Hopeless - Dear World

 

Schon nach den ersten 40 Sekunden von „Dear World“ weiß der Hörer was ihn erwartet. Hoffnungslose Lyrics, treibenden Hardcore und druckvolle Chöre im Stile von LIFE LONG TRAGEDY und CARPATHIAN. So überraschend und neu wie abgestandenes Wasser. Aber einen großen Unterschied zum kürzlich diskutierten ALMOST HOME Album haben HOPELESS parat – die Verpackung.

Zu „Dear World“ ließe sich ähnliches sagen, wie zu „Closure“. HOPELESS geben sich Mühe, auch wenn sie in den Momenten, in denen sie nicht nach LIFE LONG TRAGEDY klingen, eben nach ihren Homies von CARPATHIAN klingen. Stets betont hoffnungslos, stets betont depri – wie das derzeit eben soll. Da gibt es auch wenig zu rütteln, was der Originalität natürlich an Bedeutung raubt. Die Produktion von „Dear World“ ist dabei noch der sympathischste und unangreifbarste Punkt, da sie zum einen druckvoll, zum anderen aber auch holprig klingt. Songs wie „The Outside“ oder „Sleepwalkers“ bekommen dadurch gleich einen netten Authentizität-Punkt und lassen sich angenehm anhören. Aber, werden einige Leser nun brüllen, die ALMOST HOME kam ja mit bloß 4 Punkten weg. Warum bekommt „Dear World“, auf die ich bis auf produktionstechnische Fragen nur eintrete, 6 Punkte?
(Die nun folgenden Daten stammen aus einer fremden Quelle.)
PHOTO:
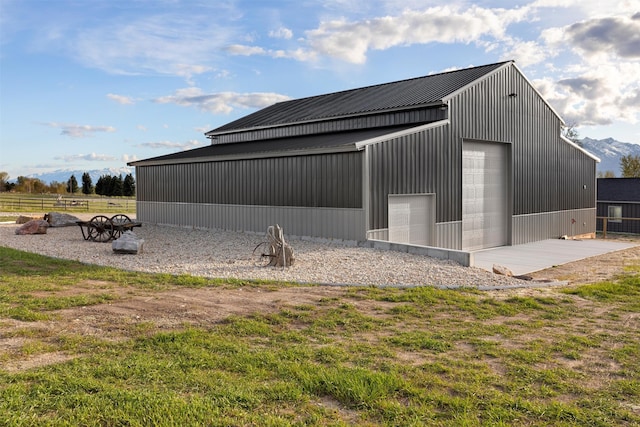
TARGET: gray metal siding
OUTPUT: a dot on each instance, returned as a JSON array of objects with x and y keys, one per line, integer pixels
[
  {"x": 549, "y": 174},
  {"x": 332, "y": 223},
  {"x": 330, "y": 180},
  {"x": 552, "y": 225},
  {"x": 416, "y": 163}
]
HOPELESS machen grundlegend auf „Dear World“ alles ein bisschen gut und richtig. Man nimmt ihnen, dafür, dass sie die x-te deprimierte und lebensunmotivierte Band des Genres sind, ihre Verzweiflung ab und hört sich gerne rein in die existenziellen Probleme der Australier. Den bitteren Nachgeschmack in Form von „das hab ich schon tausendmal gehört“, nimmt man da schon mal in Kauf, auch wenn es oft nervt, zu wissen, dass man diese Platte eigentlich schon im Schrank stehen hat. Eben das Gleiche Problem, das ich auch bei ALMOST HOME hatte. Was bei den Einen eben „solide“ und „nett“ ist, ist bei den Anderen die Frage nach der Berechtigung. Selbstverständlich muss es Platten wie „Dear World“ oder „Closure“ geben, selbstverständlich sind diese Bands nicht minder talentiert wie ihre offensichtlichen Vorbilder. Aber die Bands müssen sich eben verkaufen. Und um nun zum Punkt zu kommen: „Closure“ von ALMOST HOME konnte sich mit seinem staubtrockenen Inselcharme eben nicht verkaufen. „Dear World“ hingegen klingt zuweilen arg kopiert, dafür aber immer frisch und, wie es ein nochmal anderer Teil von Lesern nennt: „Nett“. Und damit – 6 Punkte.

Tracklist:

1. Dear World
2. Lullaby
3. The Factory
4. Driftwood/Don’t Try
5. Fiction
6. Disappear Here
7. Young Wolves
8. Sleepwalkers
9. The Pact
10. The outisde
11. Oceans

Alte Kommentare

von Carpathian 01.03.2010 22:21

Tolles Teil, läuft bei mir hoch und runter 8/10

von comadre 02.03.2010 00:37

Kapier ich nich: "zuweilen arg kopiert, dafür aber immer frisch"???

von afinedaytoexit 02.03.2010 10:39

Gibts das Ding irgendwo in D-Land? Würd ich kaufen...

von iamian 02.03.2010 11:08

det det de det det de - de de de de de de de - det det de det det de - de de de de de de de - det det de det det de - de de de de de de - det det de det det de - de de de de de de - also lullaby gefällt mir äußerst gut, aber es sind irgendwie nur die ersten 4 songs die mir zusagen. alle anderen finde ich nicht so ergreifend. ne ep wäre in meinen ohren besser gewesen.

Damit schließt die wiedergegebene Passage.